Samstag, 20. Dezember 2014

Rezension: Tanja Bern "Distant Shore"

KopfKino Verlag/Tanja Bern
Unter dem Titel „Distant Shore“ hat die Gelsenkirchener Autorin Tanja Bern eine Novelle veröffentlicht, die zu Herzen geht. Es ist eine eindrucksvolle Geschichte zweier Menschen, die in einem sagenumwobenen Land aufeinander treffen.

Die Story beginnt mit einem Schicksalsschlag. Ben wollte nur schnell für sie einen Kaffee aus der Cafeteria holen. Als er endlich mit dem heißen Getränk zu ihrem Krankenzimmer zurückkehrt, ist sie ihren letzten Weg bereits gegangen. Für Ben bricht eine Welt zusammen, als seine Zwillingsschwester Kristin den Kampf gegen den Krebs verliert. Doch Kristin hinterließ ihrem Bruder eine letztes Geschenk: Sie hat für ihn einen Urlaub in ihrem geliebten Irland gebucht.
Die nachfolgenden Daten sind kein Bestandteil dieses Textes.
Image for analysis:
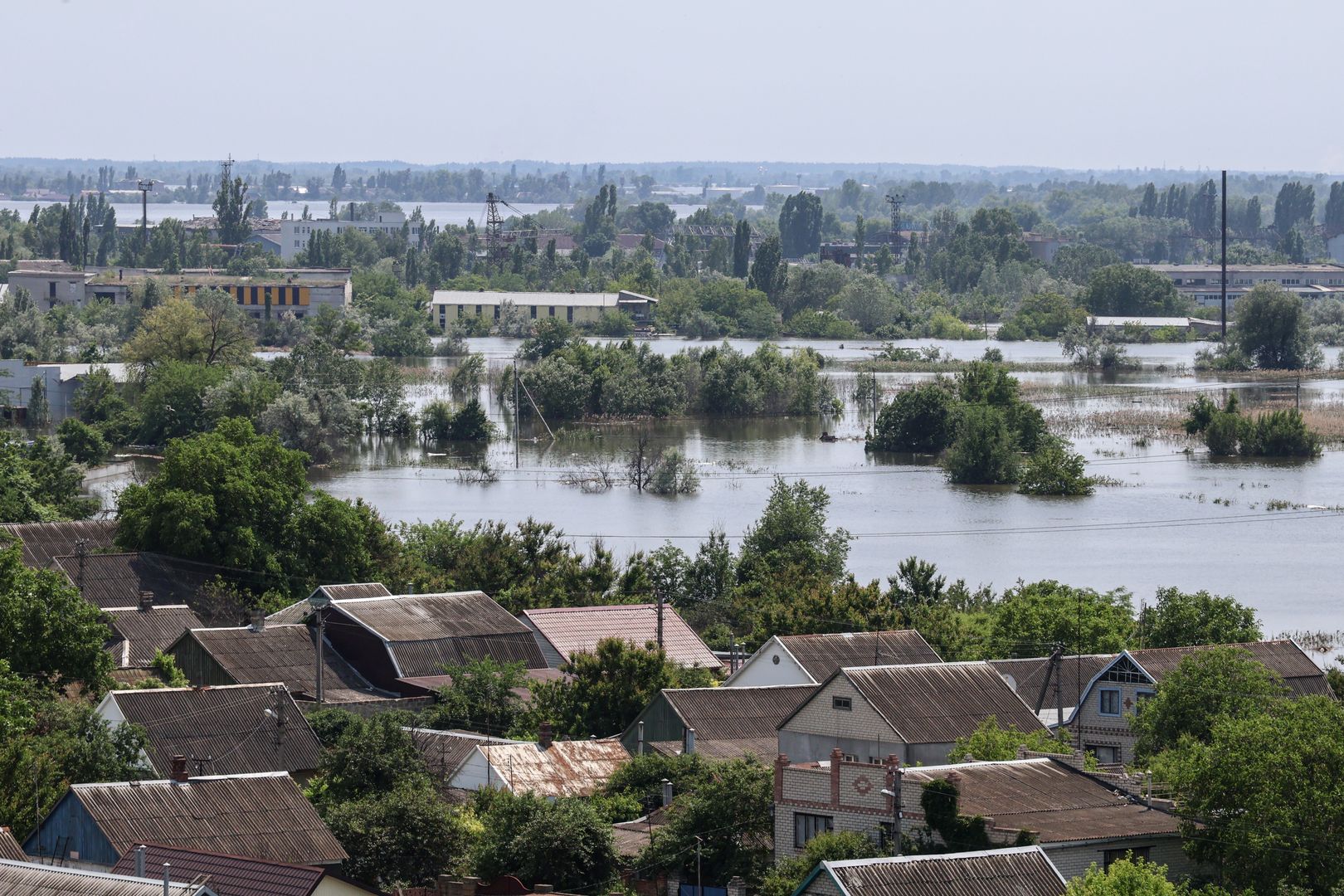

Ben, der lieber im Süden am Strand liegt, tritt die Reise an, um den Wunsch seiner Schwester zu erfüllen. Kaum auf der Insel angekommen, entfaltet das Land seine Wirkung. Der junge Mann ist überrascht, wie vertraut ihm Land und Leute sind, obwohl er noch nie zuvor in Irland war. Und dann ist da plötzlich Hanna. Eine junge Frau, die etwas Geheimnisvolles umgibt. Langsam nähern sich beide an, doch Hanna macht immer wieder einen Rückzieher.


„Distant Shore“ ist eine mitreißende Romanze und genau der richtige Lesestoff, um in hektischen Zeiten einfach mal innezuhalten. Tanja Berns Schreibstil gibt einem das Gefühl, live dabei zu sein und entfacht eine Sehnsucht, die Geheimnisse Irlands zu entdecken. Dass sich die Autorin selbst zu diesem Land hingezogen fühlt, spürt man in jeder Zeile.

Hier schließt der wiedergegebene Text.